Nombre de pages : 570

Fiche Bibliomania

 

 

4ème de couverture :

« Une dictature religieuse et militaire règne sur la galaxie. L’armée sainte, fanatiquement dévouée à la cause de celui qui se fait appeler Dieu, élimine impitoyablement ceux qui refusent de suivre les préceptes de la religion. Pourtant, les hérétiques propagent les paroles d’une prophétie annonçant qu’un Espoir va se lever et libérer l’univers.

Tourmentée par de terribles cauchemars prémonitoires, Nayla Kaertan arrivera-t-elle à échapper à l’inquisition qui traque sans relâche ceux qui, comme elle, ont des dons étranges. Doit-elle craindre son supérieur, un homme mystérieux, qui semble posséder des pouvoirs surnaturels ?
Aura-t-elle la force d’affronter son destin ? »

Mon avis :

L’histoire :

Nayla Kaertan arrive avec un détachement de conscrits (soldats débutants) sur  la base H515 de la planète RgM12. C’est un endroit perdu au fin fond de la galaxie. Mais Dieu sait ce qu’il fait et probablement que cette base à besoin d’aide. Aucun doute ne doit subsister…

Malmenés par le lieutenant Mapal, Nayla et ses camarades sont mis immédiatement au pas; Nayla rencontre enfin son supérieur à la cellule scientifique. Le Lieutenant Dane Mardon est un homme froid et mystérieux. Son exigence lui fait une réputation d’homme intraitable, son charme froid n’empêche pas les jeunes femmes de parier sur celle qui le fera flancher.

Nayla est déstabilisée par des cauchemars, des visions qu’elle doit cacher sous peine d’être arrêtée et considérée comme un monstre. Elle ne peut se confier à personne et ses visions lui consomment de plus en plus d’énergie… Qui est Mardon ? Peut-elle lui faire confiance ? Pourquoi est-il si autoritaire, tyrannique avec ses subordonnés ?

Les personnages :

Nayla : c’est une jeune femme qui vient de la planète Olima, où une rébellion a été sévèrement matée. En âge de partir en conscription pour Dieu, elle quitte  sa planète et son père. Très consciencieuse, son travail est toujours mené à la perfection. Elle présente une certaine habileté en ingénierie. Plutôt calme, elle applique les préceptes qu’on lui a enseigné, avec application et abnégation; mais un sentiment hérétique gonfle au plus profond d’elle qui menace sa stabilité et sa sécurité.

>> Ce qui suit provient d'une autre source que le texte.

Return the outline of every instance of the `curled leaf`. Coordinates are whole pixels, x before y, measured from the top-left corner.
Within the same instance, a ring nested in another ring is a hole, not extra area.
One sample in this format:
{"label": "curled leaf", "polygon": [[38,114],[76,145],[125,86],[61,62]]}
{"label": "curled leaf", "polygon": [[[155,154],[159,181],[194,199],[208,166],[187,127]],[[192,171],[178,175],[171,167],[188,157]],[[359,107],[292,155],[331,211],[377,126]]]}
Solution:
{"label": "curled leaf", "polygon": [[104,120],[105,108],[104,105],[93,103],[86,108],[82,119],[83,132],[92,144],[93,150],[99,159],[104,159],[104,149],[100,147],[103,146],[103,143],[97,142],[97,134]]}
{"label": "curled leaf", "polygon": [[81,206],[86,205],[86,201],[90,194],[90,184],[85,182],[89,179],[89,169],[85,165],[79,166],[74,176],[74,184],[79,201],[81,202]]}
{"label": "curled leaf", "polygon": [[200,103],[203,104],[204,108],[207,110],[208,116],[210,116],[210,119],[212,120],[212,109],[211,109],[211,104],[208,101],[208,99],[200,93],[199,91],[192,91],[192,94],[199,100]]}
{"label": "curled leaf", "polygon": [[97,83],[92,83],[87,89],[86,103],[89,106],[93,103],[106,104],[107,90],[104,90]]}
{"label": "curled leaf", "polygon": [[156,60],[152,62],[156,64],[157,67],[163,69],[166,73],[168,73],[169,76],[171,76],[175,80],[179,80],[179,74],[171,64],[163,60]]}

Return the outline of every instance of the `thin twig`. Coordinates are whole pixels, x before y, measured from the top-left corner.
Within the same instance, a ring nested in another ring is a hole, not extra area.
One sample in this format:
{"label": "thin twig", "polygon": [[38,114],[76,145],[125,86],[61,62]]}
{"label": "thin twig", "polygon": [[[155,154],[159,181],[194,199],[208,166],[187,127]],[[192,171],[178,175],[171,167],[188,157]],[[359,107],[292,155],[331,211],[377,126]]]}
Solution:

Lieutenant Dane Mardon : Il est chargé de la cellule scientifique et il est responsable du laboratoire de la base H515. Il est froid, mystérieux, implacable mais Nayla le déstabilise, il sent en elle une grande puissance qu’il ne s’explique pas.

Le lieutenant Mapal : C’est le lieutenant qui accueille les conscrits (les nouveaux) à la base. Il fait figure de brute épaisse et sans cervelle. Il les martyrise par plaisir. Il les teste et les pousse à bout. C’est un soldat avant tout, dévoué à Dieu aveuglément.

D’autres personnages sont très intéressants, mais les décrire m’obligerai à spolier…

La Plume, le Scénario :

L’auteur a une écriture fluide, qui vous transporte direct dans son univers.

J’ai bien aimé cette avancée lente et inéluctable dans l’histoire. L’évolution de Nayla, qui arrive en fidéle soldat de la Foi, une foi qui s’étiole petit à petit… Sa rencontre avec le mystérieux Dem, va changer la donne.

Les multiples péripéties, les rebondissements sont autant d’actions qui malmènent les personnages et le lecteur dans une histoire qui s’achemine vers un destin incertain. On retient son souffle, on souffre, on s’émeut, on stresse… bref toutes les émotions se mélangent dès que Nayla et Dem sont ensemble.

Les passages avec Dieu sont perturbant, ce type est vraiment malade, égocentrique, tyrannique, mais en même temps on sent qu’il a peur, l’Yggdrasil lui montre une réalité possible. Son autorité morbide fait froid dans le dos; Il règne par la peur, par la terreur, ses gardes noirs véritables tueurs sans scrupule tuent de façon implacable, ils ne discutent pas les ordres aussi sanglant et discutables soient-ils.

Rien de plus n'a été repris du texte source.